Um den Beschwerden der Patient:innen auf den Grund zu gehen, untersuchen die Ärzt:innen der Ulmer Covid-Sprechstunde die Patient:innen Schritt für Schritt. Was etwa mit einer Blutuntersuchung, einem Ultraschall des Herzen und einem Lungenfunktionstest beginnt, wird je nach Befund beispielsweise mit einer Kernspintomographie des Herzen und individuellen Nachuntersuchungen fortgesetzt.
Bei den rund 20 Prozent der Patient:innen mit Organschäden beobachten die Ärzt:innen vor allem Herzmuskelentzündungen und die Folgen davon. Dazu gehörten etwa Herzschwäche und Herzrhythmusstörungen, so Buckert. "Bei der Lunge beobachten wir, dass sich das Lungengerüst verändert und so ein schlechterer Gasaustausch möglich ist." Atemnot sei die Folge.
Die bisherigen Erkenntnisse des Ulmer Forschungsprojekts mit ihrem Fokus auf Herz- und Lungenschäden decken nur einen Teil der Corona-Langzeitfolgen ab und sind erst der Beginn der tiefer gehenden Auseinandersetzung mit diesem Thema, das Mediziner:innen auch als Long-Covid- oder Post-Covid-Syndrom bezeichnen. Buckert betont dabei die Wichtigkeit des Austauschs mit anderen Kliniken zu Corona-Spätfolgen. Deren Rückmeldungen deckten sich mit dem, was sie bislang an Erkenntnissen gewonnen hätten. Zudem deuteten die Rückmeldungen darauf hin, dass die ersten Erkenntnisse der Ulmer Mediziner durchaus repräsentativ seien, sagt Buckert.

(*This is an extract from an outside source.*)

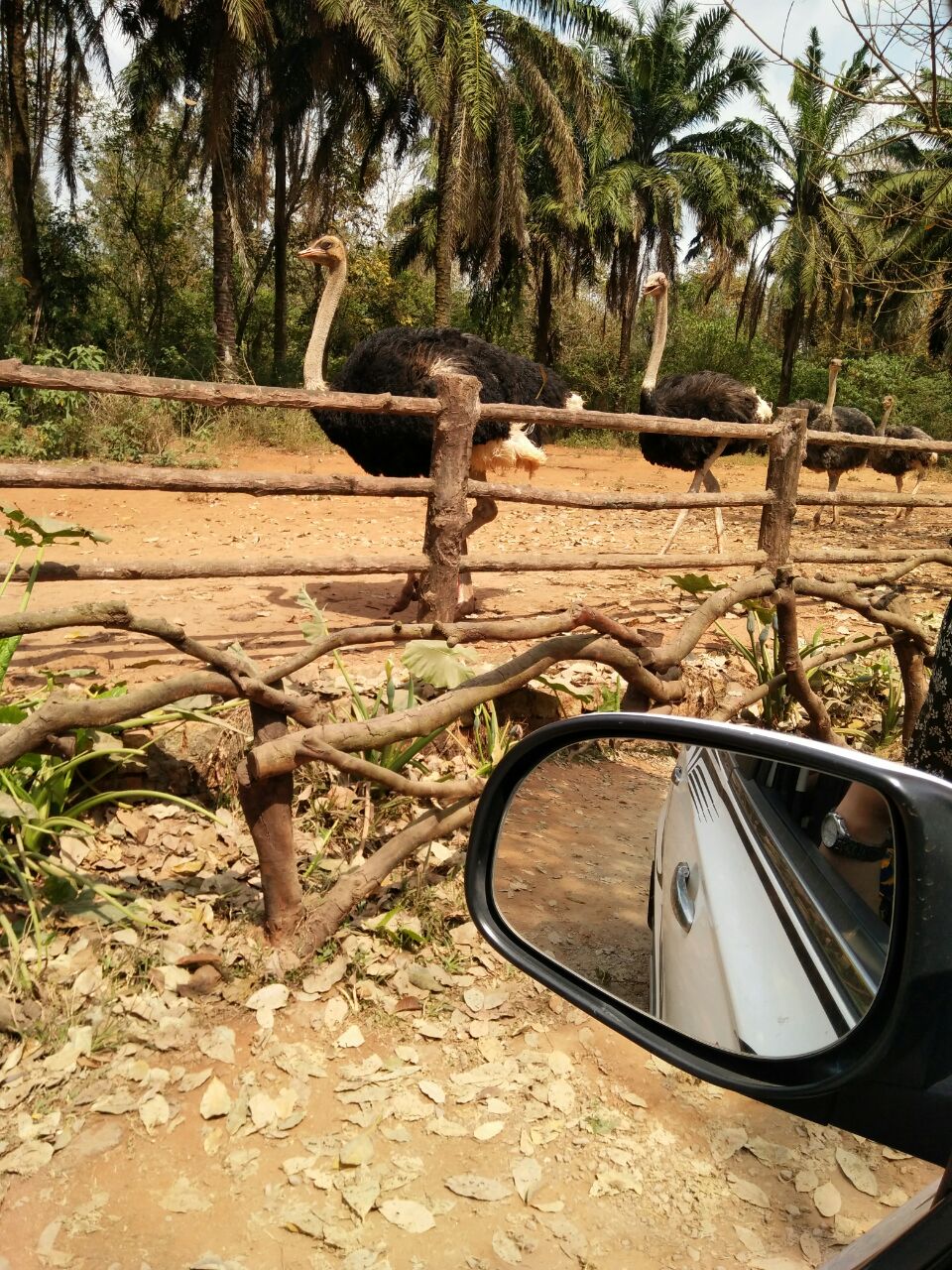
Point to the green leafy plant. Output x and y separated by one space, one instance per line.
37 532
42 797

Die Relevanz des Themas hat auch die Landesregierung erkannt. Sie möchte die Erforschung von Corona-Spätfolgen mit rund 2,3 Millionen Euro fördern. Die Gelder sollen an die vier Unikliniken in Freiburg, Heidelberg, Tübingen und Ulm gehen, um die gemeinsame Erforschung von Long-Covid voranzutreiben. Buckert und seine Kolleg:innen arbeiten indes daran, die Erkenntnisse der Ulmer Sprechstunde in einer Studie zu verarbeiten.